Simpático e espontâneo, fez questão de dizer que aguardava vir a Vitória prestigiar a campanha de Aglailson e sua filha Ana Queralvares (vice). Lembrando de sua trajetória política, Campos agradeceu a Aglailson pelo seu apoio ao longo de todos estes anos. Para o governador, gratidão é uma palavra que está presente no sangue dos vitorienses. “Quando ninguém acreditou no progresso dessa terra, no desenvolvimento, na geração de empregos, e num futuro melhor, aqui sempre existiu um homem que travou batalhas difíceis ao lado do meu avô Miguel Arraes. Um guerreiro que nunca me abandonou, que deu o início a industrialização do município em parceria com o governo do Estado, que mudou a história dessa terra. Se estou hoje aqui, estou de gosto e vontade, porque sei ser grato e retribuir tudo aquilo que sempre fizeram por mim, e por minha família, é muito bom saber que tenho um amigo e um aliado que sempre poderei contar com ele, e ele se chama José Aglailson”, discursou Eduardo.

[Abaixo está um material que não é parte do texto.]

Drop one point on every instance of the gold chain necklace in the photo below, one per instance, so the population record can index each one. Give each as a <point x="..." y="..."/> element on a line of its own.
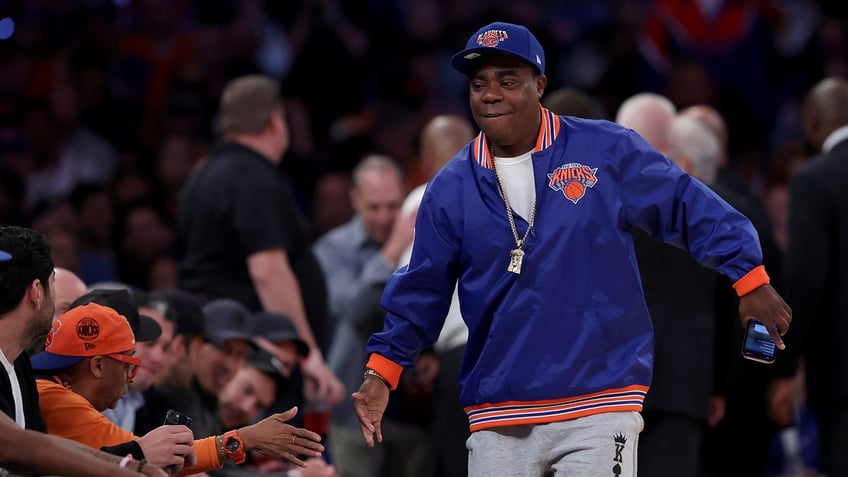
<point x="516" y="255"/>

Ele fez questão de mencionar que todos os avanços econômicos presentes em Vitória de Santo Antão nos últimos anos não se deve a alguém específico, mas ao fato da população vitoriense ter sufragado uma estrondosa votação à sua reeleição e acertado na escolha do caminho. “Tenho uma dívida com Vitória e por isto faço questão em trabalhar por esta terra e de sempre que posso faço questão de aqui visitar. Vim a Vitória hoje pra isso! Por isso eu quero continuar trabalhando por esta terra, e por este povo, porém tem que ser ao lado de um homem humilde, que favorece o mais carente, que conhece as camadas mais necessitadas, e que sempre esteve do meu lado a favor das causas mais justas”, declarou Eduardo se referindo ao atual presidente da Câmara.

Para Eduardo Campos, a gestão pública é como uma máquina usada para moer os engenhos. Sinalizou que as chegadas das fábricas em Vitória é uma resposta para dizimar a pecha de ‘município de uma só indústria’ (se referindo a PITU). Aproveitou para condenar que antes a máquina só beneficiava as elites do Estado. “Quando as coisas engrenam fica mais fácil. A máquina tem que moer para o lado de quem mais precisa”, atestando que agora é assim.

“Vitória só tinha a fábrica da PITU que chegou a ter momentos difíceis e nós ajudamos para não deixar cair, todos sabem disto. A cidade hoje é polo industrial e celeiro de empregos. Pois, para ser gestor é preciso ter maturidade. Não se pode governar colocando medo nas pessoas. Essa foi a política que ajudamos a enterrar em Pernambuco, pois só trouxe fome”, destacou Eduardo Campos.

Convencido de sua tarefa, Campos não se fez de rogado para transpassar a contribuição da sua gestão a frente do Estado. “A história de Pernambuco assume uma nova direção e se divide no antes e no depois do nosso governo”, sentenciou.